Combinando con organicidad el humor negro, el thriller y la denuncia política, Panahi vuelve a sus gustadas escenas dentro de los automóviles como ese espacio cerrado en el que la conversación y el intercambio de ideas pareciera estar contenido y a salvo de las sospechas del gobierno omnipresente. Su capacidad para la dirección de infantes, como en Ayneh (1997) y El globo blanco (1995), su primer largo con guion justamente del maestro Kiarostami, vuelve a mostrarse aquí con la hija del secuestrado, mientras algunas mujeres aparecen sin la yihad, en contraste con la esposa del hombre atrapado por este inesperado grupo de ciudadanos vejados por un régimen autoritario y criminal, y que deben decidir si serán diferentes a sus anteriores captores.

A partir de la cámara fija, como si no pudiera ni parpadear ante el encuadre establecido y manejando el fuera de cuadro con atinado énfasis narrativo, el director de Crimson Gold (1997), con un protagonista en similar tesitura que el de este relato, se posa de frente ante las deliberaciones sobre qué hacer con el hombre secuestrado en la inmensidad lejana del desierto y ante su discurso mientras está atado a un árbol, en intensa secuencia definitoria. El escalofriante desenlace, sin mediar palabra o agresión alguna y con mínimo de recursos en consonancia con el resto de la puesta en escena, confirma que el poder y el abuso del estado van a estar acechando, incluso cuando menos lo esperas.

Contra la opresión del cosmos

Un empleado convence a su primo de secuestrar a la mandamás de la organización donde trabaja debido a que él está convencido de que se trata de una alienígena que está experimentando con los terrícolas. Es la premisa base de Bugonia (EU, 2025), en la que el director griego Yorgos Lanthimos le entra a la lógica del remake y adapta el filme surcoreano Save the Green Planet! (Jang Joon-hwan, 2003), cambiando ciertos detalles como el personaje que acompaña al protagonista conspiranoico —un primo en lugar de la novia— y el sexo del personaje del secuestrado —del empresario farmacéutico a la CEO de formas amablemente distantes—, así como ciertos antecedentes del secuestrador y su vínculo con el policía que merodea el rumbo, entre otros.

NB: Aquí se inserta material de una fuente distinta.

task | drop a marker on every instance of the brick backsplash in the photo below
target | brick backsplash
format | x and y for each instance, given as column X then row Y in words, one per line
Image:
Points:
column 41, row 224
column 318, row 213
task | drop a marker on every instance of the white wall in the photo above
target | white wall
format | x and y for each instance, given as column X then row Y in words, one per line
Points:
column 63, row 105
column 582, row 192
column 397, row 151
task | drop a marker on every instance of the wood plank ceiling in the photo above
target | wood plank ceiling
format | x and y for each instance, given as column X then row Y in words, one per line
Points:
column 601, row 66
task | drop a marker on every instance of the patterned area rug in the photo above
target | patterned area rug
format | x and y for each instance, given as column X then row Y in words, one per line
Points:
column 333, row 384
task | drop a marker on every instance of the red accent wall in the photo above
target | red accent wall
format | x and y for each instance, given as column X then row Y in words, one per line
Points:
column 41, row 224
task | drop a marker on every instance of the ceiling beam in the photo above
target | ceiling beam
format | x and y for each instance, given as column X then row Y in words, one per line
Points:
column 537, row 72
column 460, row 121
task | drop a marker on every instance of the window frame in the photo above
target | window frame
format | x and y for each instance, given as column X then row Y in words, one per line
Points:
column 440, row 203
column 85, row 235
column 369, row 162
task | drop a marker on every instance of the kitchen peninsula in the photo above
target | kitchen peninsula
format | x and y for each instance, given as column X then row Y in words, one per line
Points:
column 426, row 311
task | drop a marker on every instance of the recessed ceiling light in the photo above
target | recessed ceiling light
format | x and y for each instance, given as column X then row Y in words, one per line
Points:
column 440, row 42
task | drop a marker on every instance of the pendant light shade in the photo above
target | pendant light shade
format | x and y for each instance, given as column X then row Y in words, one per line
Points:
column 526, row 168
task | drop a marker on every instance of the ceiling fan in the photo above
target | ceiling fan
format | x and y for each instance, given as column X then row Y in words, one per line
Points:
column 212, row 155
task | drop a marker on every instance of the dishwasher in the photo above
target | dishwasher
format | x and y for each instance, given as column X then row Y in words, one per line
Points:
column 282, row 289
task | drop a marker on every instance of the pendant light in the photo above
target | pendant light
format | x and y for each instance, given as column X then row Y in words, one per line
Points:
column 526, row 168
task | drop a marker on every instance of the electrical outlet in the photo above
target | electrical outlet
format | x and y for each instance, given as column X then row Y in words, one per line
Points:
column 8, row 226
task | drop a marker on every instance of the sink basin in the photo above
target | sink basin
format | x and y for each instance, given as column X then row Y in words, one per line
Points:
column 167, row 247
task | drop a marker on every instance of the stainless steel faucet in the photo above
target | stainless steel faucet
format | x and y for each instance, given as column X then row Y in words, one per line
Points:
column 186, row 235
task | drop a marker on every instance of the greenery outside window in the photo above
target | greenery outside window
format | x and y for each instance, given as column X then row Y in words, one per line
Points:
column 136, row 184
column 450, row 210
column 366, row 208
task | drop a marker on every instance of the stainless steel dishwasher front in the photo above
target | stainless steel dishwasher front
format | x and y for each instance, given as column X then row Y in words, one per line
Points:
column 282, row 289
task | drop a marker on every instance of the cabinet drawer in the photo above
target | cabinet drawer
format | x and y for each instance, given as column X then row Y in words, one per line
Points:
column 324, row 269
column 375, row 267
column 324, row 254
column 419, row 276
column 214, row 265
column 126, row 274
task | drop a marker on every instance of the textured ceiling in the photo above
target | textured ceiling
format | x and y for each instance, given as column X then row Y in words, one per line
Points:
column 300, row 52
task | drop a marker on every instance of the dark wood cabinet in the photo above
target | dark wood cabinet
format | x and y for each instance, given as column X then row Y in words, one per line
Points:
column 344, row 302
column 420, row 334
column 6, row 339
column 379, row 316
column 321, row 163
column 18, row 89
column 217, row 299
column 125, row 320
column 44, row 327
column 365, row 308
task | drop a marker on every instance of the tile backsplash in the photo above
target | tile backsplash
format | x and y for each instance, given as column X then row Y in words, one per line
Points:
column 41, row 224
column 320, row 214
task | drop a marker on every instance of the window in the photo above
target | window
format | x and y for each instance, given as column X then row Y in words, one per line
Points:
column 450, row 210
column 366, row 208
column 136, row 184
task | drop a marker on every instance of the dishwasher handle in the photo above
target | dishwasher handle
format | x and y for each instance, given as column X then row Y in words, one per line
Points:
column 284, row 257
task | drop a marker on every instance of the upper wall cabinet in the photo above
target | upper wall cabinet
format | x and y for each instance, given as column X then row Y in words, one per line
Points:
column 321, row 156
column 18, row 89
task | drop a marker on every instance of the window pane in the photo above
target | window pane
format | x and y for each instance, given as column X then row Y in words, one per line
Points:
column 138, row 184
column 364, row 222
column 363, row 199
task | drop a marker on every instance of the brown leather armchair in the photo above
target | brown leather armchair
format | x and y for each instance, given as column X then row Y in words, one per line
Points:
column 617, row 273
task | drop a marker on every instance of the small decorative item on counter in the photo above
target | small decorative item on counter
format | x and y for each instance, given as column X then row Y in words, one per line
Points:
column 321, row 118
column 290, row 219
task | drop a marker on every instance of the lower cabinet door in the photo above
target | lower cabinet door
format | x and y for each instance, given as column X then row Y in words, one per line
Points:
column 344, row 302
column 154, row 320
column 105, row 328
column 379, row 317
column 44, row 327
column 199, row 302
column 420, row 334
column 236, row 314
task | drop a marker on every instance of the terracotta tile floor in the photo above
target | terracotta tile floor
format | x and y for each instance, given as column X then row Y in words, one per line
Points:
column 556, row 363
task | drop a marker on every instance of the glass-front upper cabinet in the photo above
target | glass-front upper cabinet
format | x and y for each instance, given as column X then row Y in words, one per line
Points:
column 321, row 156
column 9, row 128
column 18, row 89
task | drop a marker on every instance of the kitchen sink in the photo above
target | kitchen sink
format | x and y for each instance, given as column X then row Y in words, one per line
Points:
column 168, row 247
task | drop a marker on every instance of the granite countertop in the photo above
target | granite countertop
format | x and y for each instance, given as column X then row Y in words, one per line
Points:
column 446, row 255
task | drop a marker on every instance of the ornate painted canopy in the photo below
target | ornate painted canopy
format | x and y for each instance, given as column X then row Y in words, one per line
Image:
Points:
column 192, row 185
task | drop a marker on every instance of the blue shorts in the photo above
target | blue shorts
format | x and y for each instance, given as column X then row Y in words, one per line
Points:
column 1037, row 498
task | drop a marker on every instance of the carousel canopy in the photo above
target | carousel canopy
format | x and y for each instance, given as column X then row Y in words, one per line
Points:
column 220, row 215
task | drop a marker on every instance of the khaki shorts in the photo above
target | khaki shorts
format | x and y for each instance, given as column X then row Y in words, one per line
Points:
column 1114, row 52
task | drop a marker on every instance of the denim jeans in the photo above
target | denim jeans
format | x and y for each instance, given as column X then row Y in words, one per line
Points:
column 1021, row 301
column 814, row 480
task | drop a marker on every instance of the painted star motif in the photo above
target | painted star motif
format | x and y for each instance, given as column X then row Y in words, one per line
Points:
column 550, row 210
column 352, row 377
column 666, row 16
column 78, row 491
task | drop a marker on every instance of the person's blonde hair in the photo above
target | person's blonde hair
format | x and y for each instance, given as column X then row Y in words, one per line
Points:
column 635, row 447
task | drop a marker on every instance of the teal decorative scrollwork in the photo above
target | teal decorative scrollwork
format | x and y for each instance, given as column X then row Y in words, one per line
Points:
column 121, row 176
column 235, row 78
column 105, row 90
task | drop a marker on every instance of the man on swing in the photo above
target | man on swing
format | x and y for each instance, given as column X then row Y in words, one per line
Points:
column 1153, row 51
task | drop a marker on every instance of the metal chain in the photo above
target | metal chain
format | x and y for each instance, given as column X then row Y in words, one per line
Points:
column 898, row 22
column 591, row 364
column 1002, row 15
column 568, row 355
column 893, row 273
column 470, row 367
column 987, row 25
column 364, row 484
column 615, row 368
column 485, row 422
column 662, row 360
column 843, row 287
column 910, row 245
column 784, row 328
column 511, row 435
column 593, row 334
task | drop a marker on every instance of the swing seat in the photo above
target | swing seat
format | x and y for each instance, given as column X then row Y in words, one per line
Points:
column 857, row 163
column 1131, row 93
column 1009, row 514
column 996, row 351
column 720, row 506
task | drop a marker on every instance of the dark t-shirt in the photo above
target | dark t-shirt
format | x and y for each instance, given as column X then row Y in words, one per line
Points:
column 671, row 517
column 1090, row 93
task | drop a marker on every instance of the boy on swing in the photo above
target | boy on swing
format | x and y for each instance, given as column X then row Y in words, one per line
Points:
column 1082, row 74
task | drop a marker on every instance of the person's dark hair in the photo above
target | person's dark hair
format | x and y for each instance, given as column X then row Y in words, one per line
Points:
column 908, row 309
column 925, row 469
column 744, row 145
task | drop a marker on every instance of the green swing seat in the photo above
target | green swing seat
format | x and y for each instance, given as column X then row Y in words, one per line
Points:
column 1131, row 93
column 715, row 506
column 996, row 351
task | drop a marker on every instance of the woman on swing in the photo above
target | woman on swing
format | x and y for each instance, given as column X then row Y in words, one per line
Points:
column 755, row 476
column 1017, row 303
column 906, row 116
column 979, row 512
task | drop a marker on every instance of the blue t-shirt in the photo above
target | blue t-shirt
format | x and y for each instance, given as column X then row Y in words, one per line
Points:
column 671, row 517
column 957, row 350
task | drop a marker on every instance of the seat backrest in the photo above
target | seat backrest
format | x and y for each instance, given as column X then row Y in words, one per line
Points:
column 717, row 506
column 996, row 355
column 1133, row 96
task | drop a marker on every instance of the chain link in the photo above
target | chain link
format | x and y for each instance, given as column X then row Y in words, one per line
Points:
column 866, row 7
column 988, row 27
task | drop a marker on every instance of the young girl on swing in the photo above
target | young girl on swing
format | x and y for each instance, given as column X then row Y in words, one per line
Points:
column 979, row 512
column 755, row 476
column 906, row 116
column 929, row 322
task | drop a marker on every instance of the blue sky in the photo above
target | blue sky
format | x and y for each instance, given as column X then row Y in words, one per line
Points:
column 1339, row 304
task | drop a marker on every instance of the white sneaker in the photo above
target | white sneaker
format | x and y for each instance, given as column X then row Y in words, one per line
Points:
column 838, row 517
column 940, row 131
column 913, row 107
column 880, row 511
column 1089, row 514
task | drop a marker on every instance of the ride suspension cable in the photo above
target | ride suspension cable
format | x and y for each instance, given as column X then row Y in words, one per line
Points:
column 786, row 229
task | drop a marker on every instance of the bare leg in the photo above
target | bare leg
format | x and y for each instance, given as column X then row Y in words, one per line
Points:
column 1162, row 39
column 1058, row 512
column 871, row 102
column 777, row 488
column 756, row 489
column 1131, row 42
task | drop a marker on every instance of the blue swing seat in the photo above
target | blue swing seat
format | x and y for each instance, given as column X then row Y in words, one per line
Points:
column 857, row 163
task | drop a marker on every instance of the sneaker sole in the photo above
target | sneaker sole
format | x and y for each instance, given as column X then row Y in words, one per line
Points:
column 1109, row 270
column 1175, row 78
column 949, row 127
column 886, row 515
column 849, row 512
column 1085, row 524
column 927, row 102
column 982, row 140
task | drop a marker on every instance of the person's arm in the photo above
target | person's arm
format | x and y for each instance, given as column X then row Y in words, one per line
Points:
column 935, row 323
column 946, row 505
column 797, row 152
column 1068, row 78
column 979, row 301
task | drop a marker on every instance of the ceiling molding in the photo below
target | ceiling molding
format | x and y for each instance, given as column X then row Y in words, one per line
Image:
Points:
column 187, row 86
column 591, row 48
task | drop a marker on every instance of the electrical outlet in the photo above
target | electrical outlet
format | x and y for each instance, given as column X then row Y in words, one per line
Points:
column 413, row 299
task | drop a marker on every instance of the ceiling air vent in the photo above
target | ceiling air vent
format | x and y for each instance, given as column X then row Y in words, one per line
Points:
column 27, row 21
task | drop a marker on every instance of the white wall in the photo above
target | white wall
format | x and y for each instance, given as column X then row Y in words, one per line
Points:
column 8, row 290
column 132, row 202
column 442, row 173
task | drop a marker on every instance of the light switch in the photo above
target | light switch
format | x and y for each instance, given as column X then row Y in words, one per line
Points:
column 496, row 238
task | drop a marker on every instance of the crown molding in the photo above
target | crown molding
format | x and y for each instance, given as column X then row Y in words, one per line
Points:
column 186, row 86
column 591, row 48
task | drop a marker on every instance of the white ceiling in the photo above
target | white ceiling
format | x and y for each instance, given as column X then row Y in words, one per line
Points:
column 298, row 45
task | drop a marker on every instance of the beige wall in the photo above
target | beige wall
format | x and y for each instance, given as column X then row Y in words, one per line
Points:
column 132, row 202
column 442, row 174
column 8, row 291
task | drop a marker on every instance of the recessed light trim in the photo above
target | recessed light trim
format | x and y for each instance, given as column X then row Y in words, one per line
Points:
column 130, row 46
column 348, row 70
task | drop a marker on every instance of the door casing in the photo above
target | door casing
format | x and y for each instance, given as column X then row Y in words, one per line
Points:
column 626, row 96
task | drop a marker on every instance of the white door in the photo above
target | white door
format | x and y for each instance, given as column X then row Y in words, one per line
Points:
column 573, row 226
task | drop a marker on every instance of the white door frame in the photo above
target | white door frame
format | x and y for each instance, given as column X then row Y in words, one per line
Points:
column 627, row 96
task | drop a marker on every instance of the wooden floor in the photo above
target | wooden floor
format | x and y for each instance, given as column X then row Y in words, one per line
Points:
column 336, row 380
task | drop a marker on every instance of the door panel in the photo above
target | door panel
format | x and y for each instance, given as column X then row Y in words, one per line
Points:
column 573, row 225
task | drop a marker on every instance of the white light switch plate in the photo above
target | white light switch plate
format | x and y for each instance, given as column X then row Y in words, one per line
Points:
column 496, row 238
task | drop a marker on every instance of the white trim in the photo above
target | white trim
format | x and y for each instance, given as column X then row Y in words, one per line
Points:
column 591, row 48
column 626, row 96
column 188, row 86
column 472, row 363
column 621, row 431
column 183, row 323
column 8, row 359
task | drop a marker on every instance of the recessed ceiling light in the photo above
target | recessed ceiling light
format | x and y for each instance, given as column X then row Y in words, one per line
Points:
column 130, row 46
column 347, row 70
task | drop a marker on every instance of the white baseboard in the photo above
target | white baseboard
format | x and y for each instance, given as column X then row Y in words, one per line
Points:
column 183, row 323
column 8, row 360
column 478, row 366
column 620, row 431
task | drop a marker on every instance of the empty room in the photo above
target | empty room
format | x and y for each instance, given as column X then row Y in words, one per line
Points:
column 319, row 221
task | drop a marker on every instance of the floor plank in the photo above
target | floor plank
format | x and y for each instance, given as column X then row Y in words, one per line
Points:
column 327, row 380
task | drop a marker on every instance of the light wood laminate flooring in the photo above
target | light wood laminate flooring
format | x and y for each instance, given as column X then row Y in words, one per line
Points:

El duelo actoral entre Emma Stone y Jesse Plemons le imprime vivacidad al relato, sobre todo en los momentos donde entablan discusiones acerca de la importancia de las abejas, la verdadera identidad de ella, los motivos de él y el posible colapso planetario, además de los intentos de manipulación o autoconvencimiento, incluyendo los tipos de argumentación que justifican las acciones; contribuye también la interpretación de Aidan Delbis como el cómplice convencido a fuerza, intervención quirúrgica incluida para eliminar el deseo sexual, y la breve aparición de Alicia Silverstone en el papel de la madre del desquiciado conspiranoico, obsesivo en su planeación con corte de pelo y vaselina untada en la secuestrada para evitar el contacto desde Andrómeda..

Con un score premeditadamente exagerado de estruendosa tragedia, la fotografía contribuye a establecer el juego entre los planos cerrados —los rostros, ciertos objetos— con esas imágenes del hogar entre el bosque vuelto casa de seguridad, así como el uso enfático de los colores, incluyendo el blanco y negro, según el espacio en el que se desarrollan los sucesos, así como las atmósferas de caos en contraste con las obsesivamente organizadas. Para darle mayor consistencia al epílogo, pudo haber iniciado el filme con esas mismas secuencias en un momento previo al desarrollo de la trama argumental; de otra forma, queda la sensación de quedar como un sello sobrepuesto.